Dr. John F. Carney III, chancellor of the University of Missouri-Rolla, has received the 2007 Kenneth A. Stonex National Roadside Safety Award from the Transportation Research Board, a part of the National Academy of Sciences.
Carney was selected for the award based on his contributions to the field of roadside safety. The award was presented to Carney by the Roadside Safety Features Committee at the Transportation Research Board’s 86th Annual Meeting in Washington D.C.
An international expert on impact attenuation devices, Carney holds 10 patents in this area of research and has authored more than 140 technical publications in the structural mechanics area. He designed one of the first truck-mounted attenuators.
Carney also developed reusable, maintenance-free crash cushions that can collapse, dissipate kinetic energy and then regain their original shape. Many of these patented devices can be found lining highways all around the country, including in St. Louis.
“Everyone who travels America’s highways owes a debt of thanks to Jack Carney and other safety researchers who have helped save countless lives by developing safer guardrails and other roadside safety devices,” says Dr. Michael Meyer, Transportation Research Board chair and professor of civil and environmental engineering at Georgia Institute of Technology. “The Stonex Award, which is named after one of the pioneers in the field, recognizes Jack’s 30 years of research and leadership on roadside safety issues."
The Kenneth A. Stonex Award takes its name from a General Motors engineer who was active in the 1940s and 1950s. Many of the concepts developed by Stonex and GM to eliminate hazardous terrain and obstacles have been incorporated in the U.S. Interstate Highway System and urban freeway networks.
Carney earned a bachelor’s degree in civil engineering and graduated first in his class from Merrimack College in 1963. He then received a National Defense Education Act Fellowship and enrolled at Northwestern University, where he earned a master’s and doctoral degrees in civil engineering in 1964 and 1966, respectively.
His first academic appointment took him to the University of Connecticut, where he stayed for 15 years before joining Auburn University as professor and head of civil engineering.
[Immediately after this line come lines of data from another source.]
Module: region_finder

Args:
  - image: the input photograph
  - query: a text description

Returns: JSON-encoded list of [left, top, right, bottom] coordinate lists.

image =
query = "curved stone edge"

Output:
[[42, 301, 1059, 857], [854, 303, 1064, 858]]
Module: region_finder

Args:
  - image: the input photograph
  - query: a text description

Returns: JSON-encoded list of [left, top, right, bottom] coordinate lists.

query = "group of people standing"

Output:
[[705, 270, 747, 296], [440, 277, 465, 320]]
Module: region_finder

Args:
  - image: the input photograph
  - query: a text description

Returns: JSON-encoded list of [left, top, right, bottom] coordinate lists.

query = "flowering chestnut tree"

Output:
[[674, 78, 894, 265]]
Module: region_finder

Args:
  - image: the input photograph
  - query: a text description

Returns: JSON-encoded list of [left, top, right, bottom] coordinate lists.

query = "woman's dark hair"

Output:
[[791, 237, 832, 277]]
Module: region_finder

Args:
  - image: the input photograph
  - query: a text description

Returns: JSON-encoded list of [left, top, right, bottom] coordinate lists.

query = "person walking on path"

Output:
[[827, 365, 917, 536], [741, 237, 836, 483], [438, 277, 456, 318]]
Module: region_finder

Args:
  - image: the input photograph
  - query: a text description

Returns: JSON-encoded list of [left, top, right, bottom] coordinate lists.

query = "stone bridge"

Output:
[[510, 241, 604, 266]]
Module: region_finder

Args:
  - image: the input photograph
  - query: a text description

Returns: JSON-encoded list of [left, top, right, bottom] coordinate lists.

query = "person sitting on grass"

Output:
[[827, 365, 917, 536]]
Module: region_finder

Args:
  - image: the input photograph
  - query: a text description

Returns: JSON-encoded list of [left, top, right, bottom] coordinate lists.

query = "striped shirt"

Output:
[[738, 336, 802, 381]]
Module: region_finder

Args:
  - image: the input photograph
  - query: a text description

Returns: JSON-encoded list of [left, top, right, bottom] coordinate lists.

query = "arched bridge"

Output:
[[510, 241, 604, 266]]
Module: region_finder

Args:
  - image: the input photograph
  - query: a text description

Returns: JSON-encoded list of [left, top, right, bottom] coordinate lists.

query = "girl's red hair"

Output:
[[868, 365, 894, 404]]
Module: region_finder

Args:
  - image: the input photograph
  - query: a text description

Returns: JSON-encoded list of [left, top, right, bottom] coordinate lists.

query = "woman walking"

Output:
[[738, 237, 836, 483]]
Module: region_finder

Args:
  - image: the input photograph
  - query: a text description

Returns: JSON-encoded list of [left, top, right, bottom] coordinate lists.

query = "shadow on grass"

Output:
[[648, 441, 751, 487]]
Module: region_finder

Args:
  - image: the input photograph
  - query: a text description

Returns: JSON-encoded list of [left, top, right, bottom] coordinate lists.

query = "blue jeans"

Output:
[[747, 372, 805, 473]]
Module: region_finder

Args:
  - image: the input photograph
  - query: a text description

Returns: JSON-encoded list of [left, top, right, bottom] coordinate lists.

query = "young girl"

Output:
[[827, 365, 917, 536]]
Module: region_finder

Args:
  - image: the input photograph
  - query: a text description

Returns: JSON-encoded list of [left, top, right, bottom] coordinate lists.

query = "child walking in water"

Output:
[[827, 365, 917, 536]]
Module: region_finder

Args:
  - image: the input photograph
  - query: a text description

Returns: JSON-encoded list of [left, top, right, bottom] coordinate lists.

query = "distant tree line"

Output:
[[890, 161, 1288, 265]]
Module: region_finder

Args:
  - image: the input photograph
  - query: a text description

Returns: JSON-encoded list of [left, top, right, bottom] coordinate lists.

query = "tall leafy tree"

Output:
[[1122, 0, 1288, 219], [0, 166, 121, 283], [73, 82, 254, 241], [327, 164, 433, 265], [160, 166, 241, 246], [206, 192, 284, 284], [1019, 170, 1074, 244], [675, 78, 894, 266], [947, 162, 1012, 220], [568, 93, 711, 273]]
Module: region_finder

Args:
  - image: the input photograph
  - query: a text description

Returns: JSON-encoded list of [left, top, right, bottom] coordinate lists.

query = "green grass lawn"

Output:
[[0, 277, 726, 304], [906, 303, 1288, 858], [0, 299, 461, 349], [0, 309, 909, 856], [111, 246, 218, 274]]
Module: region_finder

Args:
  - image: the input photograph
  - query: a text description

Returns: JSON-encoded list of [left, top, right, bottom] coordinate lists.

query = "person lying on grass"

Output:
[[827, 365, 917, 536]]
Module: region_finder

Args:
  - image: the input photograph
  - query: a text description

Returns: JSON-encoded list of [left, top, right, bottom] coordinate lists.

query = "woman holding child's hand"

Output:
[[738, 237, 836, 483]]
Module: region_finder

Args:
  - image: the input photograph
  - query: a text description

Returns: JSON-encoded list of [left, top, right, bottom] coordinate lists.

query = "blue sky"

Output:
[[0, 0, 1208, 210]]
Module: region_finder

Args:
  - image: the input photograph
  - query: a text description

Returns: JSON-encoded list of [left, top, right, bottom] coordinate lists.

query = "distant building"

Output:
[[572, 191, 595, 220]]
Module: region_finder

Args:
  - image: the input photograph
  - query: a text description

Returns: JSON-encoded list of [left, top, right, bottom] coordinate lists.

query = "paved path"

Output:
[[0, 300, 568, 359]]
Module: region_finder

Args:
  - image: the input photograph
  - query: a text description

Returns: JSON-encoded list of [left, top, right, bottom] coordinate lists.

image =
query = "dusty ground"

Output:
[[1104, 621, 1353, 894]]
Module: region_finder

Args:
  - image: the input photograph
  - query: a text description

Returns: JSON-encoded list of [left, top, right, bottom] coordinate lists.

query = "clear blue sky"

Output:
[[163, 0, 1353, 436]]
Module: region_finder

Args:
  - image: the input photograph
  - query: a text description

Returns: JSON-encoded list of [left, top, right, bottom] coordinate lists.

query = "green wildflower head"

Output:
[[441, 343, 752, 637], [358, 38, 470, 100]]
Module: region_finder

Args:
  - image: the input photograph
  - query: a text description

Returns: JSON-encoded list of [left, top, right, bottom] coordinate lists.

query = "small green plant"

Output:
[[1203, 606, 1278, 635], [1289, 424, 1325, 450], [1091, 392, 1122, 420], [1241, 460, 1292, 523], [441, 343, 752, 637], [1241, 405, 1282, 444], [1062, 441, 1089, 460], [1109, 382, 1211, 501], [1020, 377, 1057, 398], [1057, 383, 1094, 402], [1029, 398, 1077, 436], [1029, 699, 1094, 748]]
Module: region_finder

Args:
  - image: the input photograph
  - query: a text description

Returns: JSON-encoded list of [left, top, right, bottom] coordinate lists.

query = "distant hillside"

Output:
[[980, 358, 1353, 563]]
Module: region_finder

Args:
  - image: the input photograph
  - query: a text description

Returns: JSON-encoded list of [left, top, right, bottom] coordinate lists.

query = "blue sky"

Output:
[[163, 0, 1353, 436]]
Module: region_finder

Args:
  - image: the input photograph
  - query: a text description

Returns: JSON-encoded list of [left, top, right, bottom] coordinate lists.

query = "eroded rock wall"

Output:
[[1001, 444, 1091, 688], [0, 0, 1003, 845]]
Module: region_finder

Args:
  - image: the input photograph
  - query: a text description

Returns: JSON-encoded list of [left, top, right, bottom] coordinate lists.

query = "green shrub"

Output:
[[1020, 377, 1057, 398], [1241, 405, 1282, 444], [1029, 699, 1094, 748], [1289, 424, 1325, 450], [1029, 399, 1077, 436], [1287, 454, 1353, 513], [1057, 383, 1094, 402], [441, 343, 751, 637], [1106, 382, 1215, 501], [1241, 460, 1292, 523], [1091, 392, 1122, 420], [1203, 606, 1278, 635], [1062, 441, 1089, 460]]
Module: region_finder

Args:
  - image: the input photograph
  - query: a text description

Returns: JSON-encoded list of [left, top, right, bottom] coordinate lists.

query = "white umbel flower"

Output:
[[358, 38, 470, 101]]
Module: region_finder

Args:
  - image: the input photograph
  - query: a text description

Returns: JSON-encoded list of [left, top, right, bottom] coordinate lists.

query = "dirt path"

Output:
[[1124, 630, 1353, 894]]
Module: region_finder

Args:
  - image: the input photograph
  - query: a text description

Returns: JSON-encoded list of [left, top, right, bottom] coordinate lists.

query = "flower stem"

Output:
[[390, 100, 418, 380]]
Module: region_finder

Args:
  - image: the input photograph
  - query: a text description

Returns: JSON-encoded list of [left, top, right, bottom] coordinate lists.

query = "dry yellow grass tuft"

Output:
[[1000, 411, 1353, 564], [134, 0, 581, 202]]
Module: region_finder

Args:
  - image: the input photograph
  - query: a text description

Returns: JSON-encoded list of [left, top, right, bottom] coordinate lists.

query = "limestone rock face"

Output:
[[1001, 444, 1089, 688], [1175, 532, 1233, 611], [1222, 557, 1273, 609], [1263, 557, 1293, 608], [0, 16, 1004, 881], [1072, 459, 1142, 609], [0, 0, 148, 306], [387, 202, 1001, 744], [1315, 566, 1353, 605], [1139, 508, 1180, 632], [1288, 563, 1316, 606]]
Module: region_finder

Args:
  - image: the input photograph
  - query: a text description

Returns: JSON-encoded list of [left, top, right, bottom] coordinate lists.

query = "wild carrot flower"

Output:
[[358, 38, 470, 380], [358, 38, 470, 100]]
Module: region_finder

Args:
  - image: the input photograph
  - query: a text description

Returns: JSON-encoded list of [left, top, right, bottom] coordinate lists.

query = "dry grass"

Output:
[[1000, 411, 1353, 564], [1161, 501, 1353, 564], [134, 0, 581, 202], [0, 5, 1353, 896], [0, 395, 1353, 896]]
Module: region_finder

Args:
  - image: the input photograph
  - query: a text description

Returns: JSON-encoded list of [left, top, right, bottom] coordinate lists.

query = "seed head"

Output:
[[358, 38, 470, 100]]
He stayed at Auburn for two years before accepting a position as professor of civil engineering at Vanderbilt University, where he led the school’s structures area of civil engineering before moving into the administrative ranks in 1989. Carney first served as associate dean for graduate affairs before becoming associate dean for research and graduate affairs in 1993.
Carney’s next stop took him to Worcester Polytechnic Institute, where he served as provost and vice president of academic affairs until accepting his current position in 2005.
Carney has been a leader in academic research field as well. He served as the Transportation Research Board Committee chair for six years and served as a longtime member of the executive committee of the Highway Division of the American Society of Civil Engineers, of which he is a fellow. In addition, he was been involved with a number of National Research Council committees.